Sooo, genug Vorgeplänkel - bevor ich weiterschreibe, outte ich mich (wie oben bereits vermutbar) als absoluten Bikeunkundigen, weshalb ich auch nicht in Erwägung ziehe, einen nackten Rahmen + Einzelteile zu ordern und dann zu basteln (wobei mir das sicherlich richtig Spass machen würde). Unter Umständen (bzw. wegen der Qualität einiger Teile bei den EINZIG Bikes wohl zwingend) werde ich nach und nach aufrüsten/pimpen... 

Was wollte ich denn jetzt eigentlich fragen?!  
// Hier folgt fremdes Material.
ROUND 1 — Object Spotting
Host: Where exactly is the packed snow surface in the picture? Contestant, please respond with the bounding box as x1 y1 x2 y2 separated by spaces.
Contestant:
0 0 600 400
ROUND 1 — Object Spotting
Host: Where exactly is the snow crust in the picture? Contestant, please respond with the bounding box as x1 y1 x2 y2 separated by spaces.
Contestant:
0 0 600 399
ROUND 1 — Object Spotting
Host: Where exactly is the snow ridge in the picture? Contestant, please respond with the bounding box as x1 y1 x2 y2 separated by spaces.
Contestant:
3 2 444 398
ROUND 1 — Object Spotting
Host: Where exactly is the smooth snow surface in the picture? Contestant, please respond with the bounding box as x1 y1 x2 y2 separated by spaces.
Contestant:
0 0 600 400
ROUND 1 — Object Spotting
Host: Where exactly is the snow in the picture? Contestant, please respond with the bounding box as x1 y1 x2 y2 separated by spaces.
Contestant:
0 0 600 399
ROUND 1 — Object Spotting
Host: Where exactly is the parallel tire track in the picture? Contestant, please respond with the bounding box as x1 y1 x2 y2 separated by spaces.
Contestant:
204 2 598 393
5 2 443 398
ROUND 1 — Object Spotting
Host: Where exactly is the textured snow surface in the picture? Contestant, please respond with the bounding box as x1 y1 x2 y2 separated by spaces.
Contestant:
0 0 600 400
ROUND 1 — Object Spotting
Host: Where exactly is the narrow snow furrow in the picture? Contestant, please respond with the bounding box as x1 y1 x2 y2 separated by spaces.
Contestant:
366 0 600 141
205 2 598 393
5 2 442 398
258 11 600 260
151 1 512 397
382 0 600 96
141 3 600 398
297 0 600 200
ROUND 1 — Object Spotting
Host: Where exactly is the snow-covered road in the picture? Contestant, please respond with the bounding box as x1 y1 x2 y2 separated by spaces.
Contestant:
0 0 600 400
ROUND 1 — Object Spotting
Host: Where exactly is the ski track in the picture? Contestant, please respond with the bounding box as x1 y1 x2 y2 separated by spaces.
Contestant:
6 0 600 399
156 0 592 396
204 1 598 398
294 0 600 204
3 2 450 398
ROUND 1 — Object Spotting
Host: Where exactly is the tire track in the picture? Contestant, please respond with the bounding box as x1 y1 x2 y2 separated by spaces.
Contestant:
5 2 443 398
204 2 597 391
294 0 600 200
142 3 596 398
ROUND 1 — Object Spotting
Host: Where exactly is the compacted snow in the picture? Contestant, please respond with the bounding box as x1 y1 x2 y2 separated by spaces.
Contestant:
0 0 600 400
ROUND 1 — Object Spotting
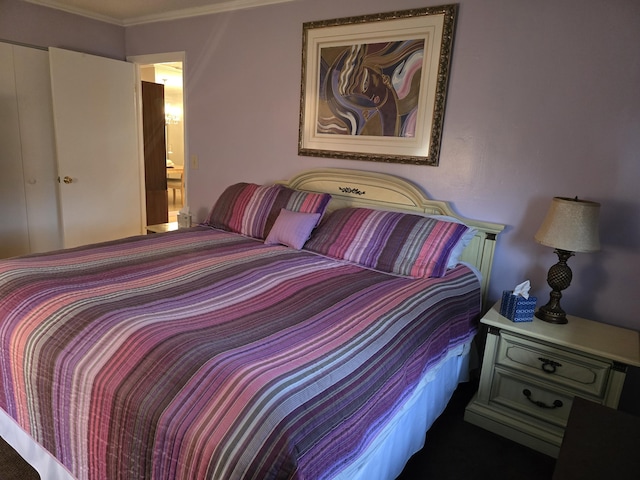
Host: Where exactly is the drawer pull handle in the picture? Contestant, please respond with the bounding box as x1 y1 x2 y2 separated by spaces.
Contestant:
522 388 562 409
538 357 562 373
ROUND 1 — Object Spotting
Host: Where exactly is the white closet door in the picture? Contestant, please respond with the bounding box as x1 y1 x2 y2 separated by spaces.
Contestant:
49 48 143 247
0 43 29 258
13 46 62 253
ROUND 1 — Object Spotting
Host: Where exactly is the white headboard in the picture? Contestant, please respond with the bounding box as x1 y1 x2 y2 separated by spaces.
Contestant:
279 168 504 306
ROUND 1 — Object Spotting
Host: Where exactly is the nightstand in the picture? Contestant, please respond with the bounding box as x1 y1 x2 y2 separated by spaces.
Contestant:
464 302 640 457
147 222 178 233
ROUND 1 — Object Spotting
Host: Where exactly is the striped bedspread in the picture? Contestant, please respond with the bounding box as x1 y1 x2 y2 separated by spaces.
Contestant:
0 227 480 480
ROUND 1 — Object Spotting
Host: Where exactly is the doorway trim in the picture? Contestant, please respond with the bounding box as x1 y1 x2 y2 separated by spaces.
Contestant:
127 52 185 225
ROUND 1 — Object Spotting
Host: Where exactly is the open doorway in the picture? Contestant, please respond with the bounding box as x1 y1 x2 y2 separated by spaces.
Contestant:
128 52 182 223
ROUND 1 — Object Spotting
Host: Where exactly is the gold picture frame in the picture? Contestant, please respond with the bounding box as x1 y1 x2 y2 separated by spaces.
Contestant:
298 4 458 166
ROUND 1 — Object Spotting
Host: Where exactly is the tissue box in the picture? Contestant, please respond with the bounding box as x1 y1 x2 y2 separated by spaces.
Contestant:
500 290 538 322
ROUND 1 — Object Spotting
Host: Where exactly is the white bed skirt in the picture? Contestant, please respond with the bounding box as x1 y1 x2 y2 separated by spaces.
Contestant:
336 343 471 480
0 344 470 480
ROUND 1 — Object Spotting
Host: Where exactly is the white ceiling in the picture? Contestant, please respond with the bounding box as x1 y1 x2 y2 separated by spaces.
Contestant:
25 0 295 26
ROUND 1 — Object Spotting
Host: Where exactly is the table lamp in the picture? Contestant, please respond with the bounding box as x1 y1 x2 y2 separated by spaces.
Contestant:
534 197 600 324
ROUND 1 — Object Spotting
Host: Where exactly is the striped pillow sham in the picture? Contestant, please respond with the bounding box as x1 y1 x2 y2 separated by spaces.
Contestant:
304 208 469 278
205 182 331 240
Hmmm... ob oder ob nicht ich mir ein EINZIG Bike holen soll, da scheiden sich wohl die Geister, aber dieser Entschluss steht _eigentlich_ fest. Im Raum steht wohl  noch eher der Preis, wieviel man für das Bike aktuell zahlen sollte. Vielleicht also mal andere Fragen (ich wiederhole) eines Unkundigen:

- Welche Werkzeuge werde ich benötigen, um das Bike zu montieren?
- Welche Teile sollte ich überprüfen bzw. andere zwingend kaufen, um direkt austauschen zu können?
- Einfetten und so habe ich ja bereits öfter gelesen, aber wie und mit was?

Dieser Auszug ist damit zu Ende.